Speaking at the Pentagon, Defense Secretary Mark Esper said the deployment of an unspecified number of troops was “defensive in nature” but warned Tehran that the U.S. has “other military options available.”
“To prevent further escalation, Saudi Arabia requested international support to help protect the kingdom's critical infrastructure. The United Arab Emirates has also requested assistance,” Esper told reporters.
“In response to the kingdom's request, the president has approved the deployment of United States forces, which will be defensive in nature and primarily focused on air and missile defense.”

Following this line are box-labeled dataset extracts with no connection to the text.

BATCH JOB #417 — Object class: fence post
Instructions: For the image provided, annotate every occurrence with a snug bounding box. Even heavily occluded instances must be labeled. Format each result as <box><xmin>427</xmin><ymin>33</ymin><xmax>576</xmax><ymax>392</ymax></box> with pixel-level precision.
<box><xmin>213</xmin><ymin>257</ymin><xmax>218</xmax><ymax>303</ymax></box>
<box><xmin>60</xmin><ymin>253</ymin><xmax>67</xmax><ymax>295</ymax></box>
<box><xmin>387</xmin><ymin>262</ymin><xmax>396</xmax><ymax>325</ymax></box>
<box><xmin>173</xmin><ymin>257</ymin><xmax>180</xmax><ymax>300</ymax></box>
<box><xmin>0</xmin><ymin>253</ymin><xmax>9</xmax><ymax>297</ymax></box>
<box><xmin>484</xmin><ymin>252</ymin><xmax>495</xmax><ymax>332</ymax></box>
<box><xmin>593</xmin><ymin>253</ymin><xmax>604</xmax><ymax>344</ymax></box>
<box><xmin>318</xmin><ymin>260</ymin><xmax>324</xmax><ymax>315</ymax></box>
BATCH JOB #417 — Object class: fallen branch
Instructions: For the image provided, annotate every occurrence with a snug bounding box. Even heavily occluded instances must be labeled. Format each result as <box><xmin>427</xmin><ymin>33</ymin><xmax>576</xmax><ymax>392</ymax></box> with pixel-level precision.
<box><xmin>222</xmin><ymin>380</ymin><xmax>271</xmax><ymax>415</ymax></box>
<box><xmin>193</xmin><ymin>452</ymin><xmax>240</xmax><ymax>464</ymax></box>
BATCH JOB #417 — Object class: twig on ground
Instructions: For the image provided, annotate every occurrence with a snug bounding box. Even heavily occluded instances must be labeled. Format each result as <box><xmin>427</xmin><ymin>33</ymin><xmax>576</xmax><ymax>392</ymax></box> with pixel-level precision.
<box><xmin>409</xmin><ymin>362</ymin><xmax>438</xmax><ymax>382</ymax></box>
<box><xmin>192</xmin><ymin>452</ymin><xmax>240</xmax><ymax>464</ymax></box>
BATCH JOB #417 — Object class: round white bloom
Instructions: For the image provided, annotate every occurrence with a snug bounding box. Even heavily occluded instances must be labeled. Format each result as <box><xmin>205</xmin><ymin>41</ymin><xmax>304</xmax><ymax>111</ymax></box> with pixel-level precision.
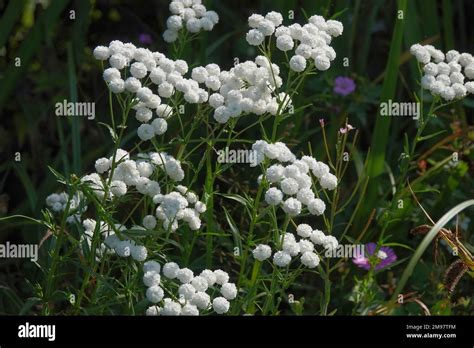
<box><xmin>280</xmin><ymin>178</ymin><xmax>299</xmax><ymax>195</ymax></box>
<box><xmin>258</xmin><ymin>19</ymin><xmax>275</xmax><ymax>36</ymax></box>
<box><xmin>176</xmin><ymin>268</ymin><xmax>194</xmax><ymax>284</ymax></box>
<box><xmin>276</xmin><ymin>35</ymin><xmax>294</xmax><ymax>51</ymax></box>
<box><xmin>160</xmin><ymin>298</ymin><xmax>181</xmax><ymax>316</ymax></box>
<box><xmin>135</xmin><ymin>107</ymin><xmax>153</xmax><ymax>123</ymax></box>
<box><xmin>221</xmin><ymin>283</ymin><xmax>237</xmax><ymax>300</ymax></box>
<box><xmin>158</xmin><ymin>81</ymin><xmax>174</xmax><ymax>98</ymax></box>
<box><xmin>296</xmin><ymin>224</ymin><xmax>313</xmax><ymax>238</ymax></box>
<box><xmin>301</xmin><ymin>251</ymin><xmax>320</xmax><ymax>268</ymax></box>
<box><xmin>180</xmin><ymin>303</ymin><xmax>199</xmax><ymax>316</ymax></box>
<box><xmin>109</xmin><ymin>53</ymin><xmax>128</xmax><ymax>70</ymax></box>
<box><xmin>212</xmin><ymin>297</ymin><xmax>230</xmax><ymax>314</ymax></box>
<box><xmin>326</xmin><ymin>19</ymin><xmax>344</xmax><ymax>37</ymax></box>
<box><xmin>308</xmin><ymin>198</ymin><xmax>326</xmax><ymax>216</ymax></box>
<box><xmin>190</xmin><ymin>291</ymin><xmax>211</xmax><ymax>309</ymax></box>
<box><xmin>109</xmin><ymin>79</ymin><xmax>125</xmax><ymax>93</ymax></box>
<box><xmin>252</xmin><ymin>244</ymin><xmax>272</xmax><ymax>261</ymax></box>
<box><xmin>283</xmin><ymin>197</ymin><xmax>301</xmax><ymax>216</ymax></box>
<box><xmin>130</xmin><ymin>245</ymin><xmax>148</xmax><ymax>262</ymax></box>
<box><xmin>296</xmin><ymin>188</ymin><xmax>314</xmax><ymax>205</ymax></box>
<box><xmin>137</xmin><ymin>87</ymin><xmax>153</xmax><ymax>103</ymax></box>
<box><xmin>265</xmin><ymin>187</ymin><xmax>283</xmax><ymax>205</ymax></box>
<box><xmin>143</xmin><ymin>271</ymin><xmax>161</xmax><ymax>287</ymax></box>
<box><xmin>102</xmin><ymin>68</ymin><xmax>120</xmax><ymax>83</ymax></box>
<box><xmin>245</xmin><ymin>29</ymin><xmax>265</xmax><ymax>46</ymax></box>
<box><xmin>290</xmin><ymin>54</ymin><xmax>308</xmax><ymax>72</ymax></box>
<box><xmin>178</xmin><ymin>283</ymin><xmax>196</xmax><ymax>301</ymax></box>
<box><xmin>314</xmin><ymin>55</ymin><xmax>331</xmax><ymax>71</ymax></box>
<box><xmin>151</xmin><ymin>118</ymin><xmax>168</xmax><ymax>135</ymax></box>
<box><xmin>137</xmin><ymin>123</ymin><xmax>155</xmax><ymax>141</ymax></box>
<box><xmin>93</xmin><ymin>46</ymin><xmax>110</xmax><ymax>60</ymax></box>
<box><xmin>95</xmin><ymin>157</ymin><xmax>111</xmax><ymax>174</ymax></box>
<box><xmin>199</xmin><ymin>269</ymin><xmax>217</xmax><ymax>286</ymax></box>
<box><xmin>191</xmin><ymin>276</ymin><xmax>209</xmax><ymax>291</ymax></box>
<box><xmin>163</xmin><ymin>262</ymin><xmax>179</xmax><ymax>279</ymax></box>
<box><xmin>110</xmin><ymin>180</ymin><xmax>127</xmax><ymax>197</ymax></box>
<box><xmin>273</xmin><ymin>251</ymin><xmax>291</xmax><ymax>267</ymax></box>
<box><xmin>265</xmin><ymin>164</ymin><xmax>285</xmax><ymax>183</ymax></box>
<box><xmin>143</xmin><ymin>260</ymin><xmax>161</xmax><ymax>273</ymax></box>
<box><xmin>214</xmin><ymin>269</ymin><xmax>229</xmax><ymax>285</ymax></box>
<box><xmin>146</xmin><ymin>285</ymin><xmax>165</xmax><ymax>303</ymax></box>
<box><xmin>319</xmin><ymin>173</ymin><xmax>337</xmax><ymax>190</ymax></box>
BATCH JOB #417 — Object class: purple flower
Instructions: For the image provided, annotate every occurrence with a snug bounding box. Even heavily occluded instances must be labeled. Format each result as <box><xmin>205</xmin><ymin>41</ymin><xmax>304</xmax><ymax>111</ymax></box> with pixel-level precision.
<box><xmin>352</xmin><ymin>243</ymin><xmax>397</xmax><ymax>271</ymax></box>
<box><xmin>334</xmin><ymin>76</ymin><xmax>356</xmax><ymax>96</ymax></box>
<box><xmin>138</xmin><ymin>33</ymin><xmax>153</xmax><ymax>45</ymax></box>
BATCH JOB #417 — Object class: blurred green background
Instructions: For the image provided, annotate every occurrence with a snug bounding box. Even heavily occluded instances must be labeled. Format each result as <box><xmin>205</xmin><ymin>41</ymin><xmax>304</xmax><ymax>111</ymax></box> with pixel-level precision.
<box><xmin>0</xmin><ymin>0</ymin><xmax>474</xmax><ymax>313</ymax></box>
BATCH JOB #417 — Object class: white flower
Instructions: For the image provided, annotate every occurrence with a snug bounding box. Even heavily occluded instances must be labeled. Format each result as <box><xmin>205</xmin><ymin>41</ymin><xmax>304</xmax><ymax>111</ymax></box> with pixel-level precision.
<box><xmin>221</xmin><ymin>283</ymin><xmax>237</xmax><ymax>300</ymax></box>
<box><xmin>309</xmin><ymin>230</ymin><xmax>326</xmax><ymax>245</ymax></box>
<box><xmin>163</xmin><ymin>262</ymin><xmax>179</xmax><ymax>279</ymax></box>
<box><xmin>283</xmin><ymin>197</ymin><xmax>301</xmax><ymax>216</ymax></box>
<box><xmin>265</xmin><ymin>187</ymin><xmax>283</xmax><ymax>205</ymax></box>
<box><xmin>151</xmin><ymin>118</ymin><xmax>168</xmax><ymax>135</ymax></box>
<box><xmin>308</xmin><ymin>198</ymin><xmax>326</xmax><ymax>215</ymax></box>
<box><xmin>137</xmin><ymin>123</ymin><xmax>155</xmax><ymax>141</ymax></box>
<box><xmin>191</xmin><ymin>276</ymin><xmax>209</xmax><ymax>291</ymax></box>
<box><xmin>245</xmin><ymin>29</ymin><xmax>265</xmax><ymax>46</ymax></box>
<box><xmin>301</xmin><ymin>251</ymin><xmax>320</xmax><ymax>268</ymax></box>
<box><xmin>273</xmin><ymin>251</ymin><xmax>291</xmax><ymax>267</ymax></box>
<box><xmin>178</xmin><ymin>283</ymin><xmax>196</xmax><ymax>301</ymax></box>
<box><xmin>290</xmin><ymin>55</ymin><xmax>306</xmax><ymax>72</ymax></box>
<box><xmin>214</xmin><ymin>269</ymin><xmax>229</xmax><ymax>285</ymax></box>
<box><xmin>276</xmin><ymin>35</ymin><xmax>294</xmax><ymax>51</ymax></box>
<box><xmin>212</xmin><ymin>297</ymin><xmax>230</xmax><ymax>314</ymax></box>
<box><xmin>296</xmin><ymin>224</ymin><xmax>313</xmax><ymax>238</ymax></box>
<box><xmin>130</xmin><ymin>245</ymin><xmax>148</xmax><ymax>262</ymax></box>
<box><xmin>146</xmin><ymin>285</ymin><xmax>164</xmax><ymax>303</ymax></box>
<box><xmin>176</xmin><ymin>268</ymin><xmax>194</xmax><ymax>284</ymax></box>
<box><xmin>180</xmin><ymin>303</ymin><xmax>199</xmax><ymax>316</ymax></box>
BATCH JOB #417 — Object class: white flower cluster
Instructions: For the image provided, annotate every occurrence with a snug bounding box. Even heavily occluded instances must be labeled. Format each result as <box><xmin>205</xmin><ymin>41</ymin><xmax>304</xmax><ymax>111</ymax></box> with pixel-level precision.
<box><xmin>81</xmin><ymin>149</ymin><xmax>184</xmax><ymax>198</ymax></box>
<box><xmin>246</xmin><ymin>12</ymin><xmax>344</xmax><ymax>72</ymax></box>
<box><xmin>192</xmin><ymin>56</ymin><xmax>290</xmax><ymax>123</ymax></box>
<box><xmin>81</xmin><ymin>219</ymin><xmax>148</xmax><ymax>262</ymax></box>
<box><xmin>252</xmin><ymin>140</ymin><xmax>337</xmax><ymax>216</ymax></box>
<box><xmin>143</xmin><ymin>261</ymin><xmax>238</xmax><ymax>316</ymax></box>
<box><xmin>153</xmin><ymin>185</ymin><xmax>206</xmax><ymax>231</ymax></box>
<box><xmin>94</xmin><ymin>40</ymin><xmax>208</xmax><ymax>141</ymax></box>
<box><xmin>46</xmin><ymin>191</ymin><xmax>87</xmax><ymax>223</ymax></box>
<box><xmin>163</xmin><ymin>0</ymin><xmax>219</xmax><ymax>42</ymax></box>
<box><xmin>410</xmin><ymin>44</ymin><xmax>474</xmax><ymax>102</ymax></box>
<box><xmin>253</xmin><ymin>224</ymin><xmax>339</xmax><ymax>268</ymax></box>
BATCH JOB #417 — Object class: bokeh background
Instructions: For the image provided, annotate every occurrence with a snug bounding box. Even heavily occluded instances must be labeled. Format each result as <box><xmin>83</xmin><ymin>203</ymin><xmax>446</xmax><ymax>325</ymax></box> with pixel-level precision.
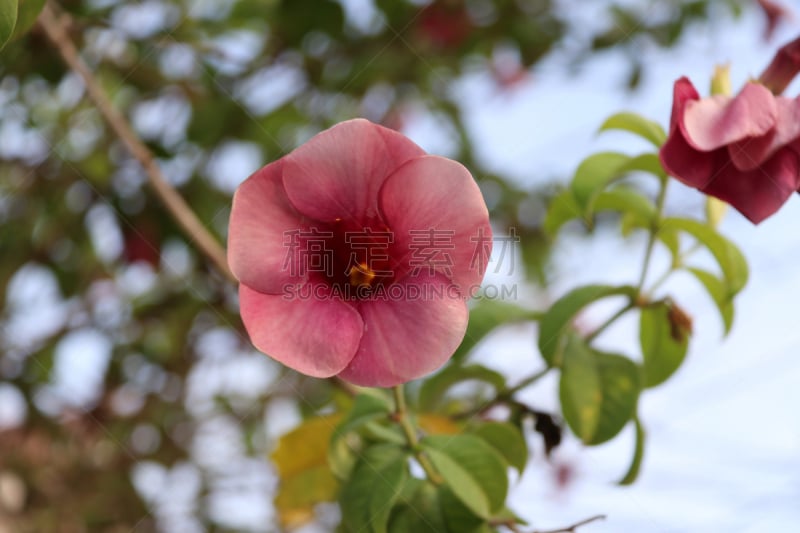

The U.S. would also “accelerate the delivery of military equipment” to Saudi Arabia and the UAE in an effort to “send a clear message that the United States supports our partners in the region,” added Esper.
A pre-dawn strike using drones and missiles on the Abqaiq and Khurais oil facilities in Saudi Arabia on Sept. 14 took out 5.7 million barrels per day of production and roiled global hydrocarbon markets.
Yemen’s Houthi rebel group initially claimed responsibility for the attack, but the U.S. has since blamed Iran, as has Saudi Arabia. The Islamic Republic has denied any connection to the strikes.
Esper echoed Trump’s comments that the U.S. “does not seek conflict with Iran.”
The Pentagon chief said the deployment would support the global economy and “demonstrate our commitment to upholding the rules-based order that we've long called on Iran to obey.”